Oh, the trials of traveling solo.  I intended to head over to Colonia del Sacramento, Uruguay, for a day trip, but found all the ferries booked.  Serves me right for trying the day before I wanted to go.  If I had a travel companion, I’d probably have been a little more responsible.

So, with extra time in Buenos Aires, I decided to take it a little easier.

Day 3, Amanda and I headed over to the Microcentral area (downtown), as it was finally a weekday.  Bustling with people, we walked down to the Presidential Palace and the Plaza de Mayo, then over to the shopping streets of Florida (pedestrian only) and Corrientes.  Though I didn’t buy anything as usual, it was just good to get a sense of the modernity of the city.  After passing by Teatro Colón and the giant Obelisco dominating the sprawling Av. 9 de Julio, we split up, and I headed to Puerto Madero on my own.  Puerto Madero is the newest barrio in town, a gentrified waterfront area with expensive property and shops.  After seeing the needle-like pedestrian-only suspension bridge, Puente de la Mujer, I headed home completely exhausted and joined a few others at the hostel for drinks on the rooftop terrace and dinner in the area.

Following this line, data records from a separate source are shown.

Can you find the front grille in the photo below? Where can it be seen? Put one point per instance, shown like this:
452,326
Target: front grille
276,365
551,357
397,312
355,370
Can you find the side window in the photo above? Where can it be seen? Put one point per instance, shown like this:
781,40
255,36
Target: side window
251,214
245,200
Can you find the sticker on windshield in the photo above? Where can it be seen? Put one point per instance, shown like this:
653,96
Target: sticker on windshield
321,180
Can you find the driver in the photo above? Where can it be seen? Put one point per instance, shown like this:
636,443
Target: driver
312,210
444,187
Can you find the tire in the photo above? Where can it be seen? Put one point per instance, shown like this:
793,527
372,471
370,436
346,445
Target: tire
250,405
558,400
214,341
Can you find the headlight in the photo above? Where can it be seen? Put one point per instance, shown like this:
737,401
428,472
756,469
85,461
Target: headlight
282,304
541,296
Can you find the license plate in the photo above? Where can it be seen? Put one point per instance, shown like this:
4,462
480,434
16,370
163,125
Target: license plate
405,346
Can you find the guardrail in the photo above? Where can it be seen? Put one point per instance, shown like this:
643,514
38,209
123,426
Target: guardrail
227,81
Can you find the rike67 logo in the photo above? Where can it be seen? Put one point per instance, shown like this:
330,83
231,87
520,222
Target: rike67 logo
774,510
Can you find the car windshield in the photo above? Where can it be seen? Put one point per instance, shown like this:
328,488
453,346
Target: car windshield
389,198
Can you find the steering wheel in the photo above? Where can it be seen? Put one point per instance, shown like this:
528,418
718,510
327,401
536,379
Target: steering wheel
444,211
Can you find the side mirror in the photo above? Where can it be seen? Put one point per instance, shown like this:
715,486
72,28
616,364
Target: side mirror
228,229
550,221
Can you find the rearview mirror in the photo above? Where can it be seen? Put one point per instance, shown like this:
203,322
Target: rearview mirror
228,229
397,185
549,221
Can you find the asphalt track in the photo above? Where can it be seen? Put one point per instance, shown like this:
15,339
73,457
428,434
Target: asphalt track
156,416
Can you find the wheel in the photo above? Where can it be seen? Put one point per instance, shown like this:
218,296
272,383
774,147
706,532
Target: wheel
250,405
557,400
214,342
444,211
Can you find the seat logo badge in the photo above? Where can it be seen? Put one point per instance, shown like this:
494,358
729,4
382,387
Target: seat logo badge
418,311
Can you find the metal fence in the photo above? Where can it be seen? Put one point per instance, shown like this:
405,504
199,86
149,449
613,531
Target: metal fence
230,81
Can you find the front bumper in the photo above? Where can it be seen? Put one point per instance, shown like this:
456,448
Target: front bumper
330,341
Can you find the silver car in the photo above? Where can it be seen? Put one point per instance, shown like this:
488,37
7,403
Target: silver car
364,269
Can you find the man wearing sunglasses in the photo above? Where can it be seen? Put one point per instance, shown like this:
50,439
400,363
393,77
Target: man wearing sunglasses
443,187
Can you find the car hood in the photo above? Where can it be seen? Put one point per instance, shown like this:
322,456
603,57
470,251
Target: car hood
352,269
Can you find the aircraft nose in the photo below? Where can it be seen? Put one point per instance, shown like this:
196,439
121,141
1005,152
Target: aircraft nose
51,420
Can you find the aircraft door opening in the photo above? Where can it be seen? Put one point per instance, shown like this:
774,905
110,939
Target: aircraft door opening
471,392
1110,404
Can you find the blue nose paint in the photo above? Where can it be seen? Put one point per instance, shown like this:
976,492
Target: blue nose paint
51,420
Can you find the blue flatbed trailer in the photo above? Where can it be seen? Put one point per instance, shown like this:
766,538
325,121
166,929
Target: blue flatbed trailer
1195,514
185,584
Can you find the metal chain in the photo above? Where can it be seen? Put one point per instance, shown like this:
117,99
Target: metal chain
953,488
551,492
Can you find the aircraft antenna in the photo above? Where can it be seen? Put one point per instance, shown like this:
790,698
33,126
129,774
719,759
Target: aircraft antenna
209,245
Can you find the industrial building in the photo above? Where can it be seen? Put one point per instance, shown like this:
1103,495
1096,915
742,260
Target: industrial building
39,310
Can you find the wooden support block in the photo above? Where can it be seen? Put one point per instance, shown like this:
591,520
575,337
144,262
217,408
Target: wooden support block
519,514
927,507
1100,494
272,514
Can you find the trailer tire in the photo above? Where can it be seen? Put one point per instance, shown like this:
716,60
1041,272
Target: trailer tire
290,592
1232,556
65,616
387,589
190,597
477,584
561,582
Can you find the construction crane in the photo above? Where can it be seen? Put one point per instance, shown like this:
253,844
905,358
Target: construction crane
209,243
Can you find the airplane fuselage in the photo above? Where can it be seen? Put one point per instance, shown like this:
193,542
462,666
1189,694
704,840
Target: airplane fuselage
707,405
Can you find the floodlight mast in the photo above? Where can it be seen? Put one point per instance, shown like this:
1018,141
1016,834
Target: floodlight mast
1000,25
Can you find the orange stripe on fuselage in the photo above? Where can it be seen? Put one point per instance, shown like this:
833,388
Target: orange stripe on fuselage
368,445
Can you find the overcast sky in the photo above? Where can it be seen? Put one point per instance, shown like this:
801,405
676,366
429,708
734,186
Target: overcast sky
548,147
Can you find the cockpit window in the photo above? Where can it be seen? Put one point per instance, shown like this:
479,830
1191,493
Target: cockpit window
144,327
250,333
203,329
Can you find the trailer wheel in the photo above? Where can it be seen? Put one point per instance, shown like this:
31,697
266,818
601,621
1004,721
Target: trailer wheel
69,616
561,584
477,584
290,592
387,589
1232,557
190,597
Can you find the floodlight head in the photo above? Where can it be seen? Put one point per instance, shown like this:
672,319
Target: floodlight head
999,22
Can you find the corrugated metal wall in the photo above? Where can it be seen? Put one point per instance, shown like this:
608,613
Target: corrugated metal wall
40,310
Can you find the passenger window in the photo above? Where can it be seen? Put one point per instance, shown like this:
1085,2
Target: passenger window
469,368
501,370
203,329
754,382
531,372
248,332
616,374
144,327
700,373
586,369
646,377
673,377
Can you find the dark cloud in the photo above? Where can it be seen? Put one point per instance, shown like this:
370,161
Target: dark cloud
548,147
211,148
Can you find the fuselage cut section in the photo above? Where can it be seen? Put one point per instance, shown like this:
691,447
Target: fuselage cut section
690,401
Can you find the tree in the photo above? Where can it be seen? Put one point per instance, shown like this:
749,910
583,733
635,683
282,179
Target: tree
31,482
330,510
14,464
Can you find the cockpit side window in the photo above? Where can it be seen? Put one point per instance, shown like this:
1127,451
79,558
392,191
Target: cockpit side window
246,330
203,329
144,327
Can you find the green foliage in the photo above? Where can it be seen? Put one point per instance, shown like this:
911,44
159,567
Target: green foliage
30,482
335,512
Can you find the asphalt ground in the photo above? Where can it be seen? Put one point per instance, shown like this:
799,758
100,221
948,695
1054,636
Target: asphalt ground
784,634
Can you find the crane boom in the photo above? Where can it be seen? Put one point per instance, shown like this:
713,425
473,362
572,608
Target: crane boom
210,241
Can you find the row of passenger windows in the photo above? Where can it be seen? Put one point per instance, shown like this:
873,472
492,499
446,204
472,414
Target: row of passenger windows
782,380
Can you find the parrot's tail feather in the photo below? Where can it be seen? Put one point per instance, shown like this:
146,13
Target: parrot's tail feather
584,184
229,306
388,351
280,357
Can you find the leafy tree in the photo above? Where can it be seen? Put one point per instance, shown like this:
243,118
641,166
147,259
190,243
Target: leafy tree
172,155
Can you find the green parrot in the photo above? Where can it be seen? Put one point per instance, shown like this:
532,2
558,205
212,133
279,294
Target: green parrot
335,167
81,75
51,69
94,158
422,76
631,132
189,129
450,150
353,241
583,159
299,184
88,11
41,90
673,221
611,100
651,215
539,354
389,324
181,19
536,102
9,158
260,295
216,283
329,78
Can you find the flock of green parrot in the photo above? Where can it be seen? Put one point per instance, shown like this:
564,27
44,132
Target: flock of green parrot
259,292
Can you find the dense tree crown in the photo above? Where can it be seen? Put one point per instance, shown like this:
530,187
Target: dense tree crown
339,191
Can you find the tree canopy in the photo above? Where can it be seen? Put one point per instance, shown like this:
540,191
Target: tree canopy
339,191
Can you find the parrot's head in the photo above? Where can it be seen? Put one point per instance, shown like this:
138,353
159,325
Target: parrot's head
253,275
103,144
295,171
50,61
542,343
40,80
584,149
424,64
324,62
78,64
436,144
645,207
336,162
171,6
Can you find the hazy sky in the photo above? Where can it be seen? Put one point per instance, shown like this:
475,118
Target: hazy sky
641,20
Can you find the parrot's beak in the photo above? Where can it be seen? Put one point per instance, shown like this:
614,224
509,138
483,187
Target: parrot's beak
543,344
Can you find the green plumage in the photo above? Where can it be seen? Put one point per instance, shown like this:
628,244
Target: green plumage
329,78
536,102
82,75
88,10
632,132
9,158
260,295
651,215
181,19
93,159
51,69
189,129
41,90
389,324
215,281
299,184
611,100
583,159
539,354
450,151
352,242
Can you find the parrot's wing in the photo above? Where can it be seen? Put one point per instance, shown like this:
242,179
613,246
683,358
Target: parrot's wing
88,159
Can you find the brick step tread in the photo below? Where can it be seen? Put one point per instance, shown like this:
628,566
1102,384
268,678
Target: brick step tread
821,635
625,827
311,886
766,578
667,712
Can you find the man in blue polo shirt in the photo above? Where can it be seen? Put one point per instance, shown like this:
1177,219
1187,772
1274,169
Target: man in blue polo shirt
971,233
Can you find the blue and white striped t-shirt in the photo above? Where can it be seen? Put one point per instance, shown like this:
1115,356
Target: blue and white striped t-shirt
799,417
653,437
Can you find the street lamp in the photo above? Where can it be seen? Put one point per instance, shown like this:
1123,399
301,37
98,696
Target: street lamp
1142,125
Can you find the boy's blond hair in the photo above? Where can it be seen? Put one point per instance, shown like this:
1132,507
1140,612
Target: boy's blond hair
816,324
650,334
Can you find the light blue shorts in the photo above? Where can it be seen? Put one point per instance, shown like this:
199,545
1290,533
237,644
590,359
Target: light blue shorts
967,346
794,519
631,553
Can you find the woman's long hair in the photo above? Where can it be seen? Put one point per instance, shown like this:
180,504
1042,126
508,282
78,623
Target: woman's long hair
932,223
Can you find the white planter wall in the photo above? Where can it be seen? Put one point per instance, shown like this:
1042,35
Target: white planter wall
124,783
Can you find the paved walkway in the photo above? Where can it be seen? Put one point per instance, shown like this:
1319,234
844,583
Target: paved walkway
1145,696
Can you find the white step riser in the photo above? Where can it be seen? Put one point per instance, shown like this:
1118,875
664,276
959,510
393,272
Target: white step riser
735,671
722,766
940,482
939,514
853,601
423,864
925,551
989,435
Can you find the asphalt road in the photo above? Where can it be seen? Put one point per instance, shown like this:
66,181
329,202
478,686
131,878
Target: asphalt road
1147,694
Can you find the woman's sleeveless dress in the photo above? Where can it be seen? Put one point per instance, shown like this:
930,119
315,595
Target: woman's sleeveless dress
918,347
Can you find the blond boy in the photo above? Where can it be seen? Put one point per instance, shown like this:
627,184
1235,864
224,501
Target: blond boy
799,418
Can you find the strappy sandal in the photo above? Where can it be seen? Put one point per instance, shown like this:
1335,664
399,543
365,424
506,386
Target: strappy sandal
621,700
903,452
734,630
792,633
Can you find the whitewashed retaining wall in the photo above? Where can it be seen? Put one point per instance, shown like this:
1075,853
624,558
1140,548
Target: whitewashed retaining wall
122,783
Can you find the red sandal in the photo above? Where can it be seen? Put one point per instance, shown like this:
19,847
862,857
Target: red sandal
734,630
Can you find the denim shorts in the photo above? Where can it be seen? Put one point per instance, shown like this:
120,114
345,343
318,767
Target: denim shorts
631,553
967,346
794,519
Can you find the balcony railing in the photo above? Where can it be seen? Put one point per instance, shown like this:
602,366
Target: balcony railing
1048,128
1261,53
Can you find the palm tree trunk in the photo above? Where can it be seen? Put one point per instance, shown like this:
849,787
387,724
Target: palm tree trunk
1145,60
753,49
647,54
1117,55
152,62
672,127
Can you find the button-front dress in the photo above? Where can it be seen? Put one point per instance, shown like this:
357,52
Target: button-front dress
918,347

Continue reading

Buenos Aires, Argentina

¡Buen dia! You’ll have to excuse any typos, it’s tough to get used to a Spanish keyboard, and I’m still quite jet lagged…

My first impressions have been quite odd and take me back to my Christmas break in Vancouver. Upon flying in, the landscape looked like a game of Settlers of Catan severely lacking in bricks and rocks. Turns out that the city of Buenos Aires is quite far away from the airport, and the land around for miles and miles is farmland. And going around town, my interactions with others lead me to compare their currency situation with Monopoly Deal. Argentina does not seem to have enough small change – people hesitate or even outright refuse to give it! A Swedish girl at my hostel whom I met while checking in, Amanda, recounted her story of a store refusing to give her a quarter that was part of her change, instead giving her a piece of candy of similar value. Turns out that there’s even a black market for coins, which are required for the bus. If you don’t have the small change, you must overpay or just don’t take the bus…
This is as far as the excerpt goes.